My task is to prove the following statement: if $T:V$—>$V$ is an $\alpha$-contraction and $V$ is a Banach space, then T has a globally attracting fixed point $\bar v$ in $V$, and for any initial point $v_0$, it holds that $$||T^n(v_0)-\bar v||\leq \alpha^n/(1-\alpha)||T^n(v_0)-v_0||. $$ I proved this result without induction when dealing with metric spaces, but now I’m trying induction.
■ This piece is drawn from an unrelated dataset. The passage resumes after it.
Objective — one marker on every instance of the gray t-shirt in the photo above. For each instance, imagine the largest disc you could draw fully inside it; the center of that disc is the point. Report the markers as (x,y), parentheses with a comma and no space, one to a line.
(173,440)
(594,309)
Ultimately, the success of my proof comes down to demonstrating the following statement: $$||T^n(v_0)-v_0||\leq ||T^{n+1}(v_0)-v_0||.$$
Intuitively, this is obvious. The orbits around the initial point are going to get closer and closer to the fixed point, I.e. further and further from the initial point. However, I’m struggling to formalize this idea. Does anyone have a hint?
By the contraction property and $T\bar v=\bar v$, triangle inequality, one gets $$ \|T^nv_0 - T^n\bar v \|\le\alpha^n \|v_0-\bar v\| \le \alpha^n( \|v_0 - T^nv_0\| + \|T^nv_0-\bar v\|), $$ then $T^nv_0-\bar v$ to the left, $$ (1-\alpha^n)\|T^nv_0 - \bar v \|\le \alpha^n\|v_0 - T^nv_0\|, $$ which implies $$ \|T^nv_0 - \bar v \|\le \frac{\alpha^n}{1-\alpha^n}\|v_0 - T^nv_0\|. $$ Note that the desired inequality follows, since $\frac1{1-\alpha^n}< \frac1{1-\alpha}$.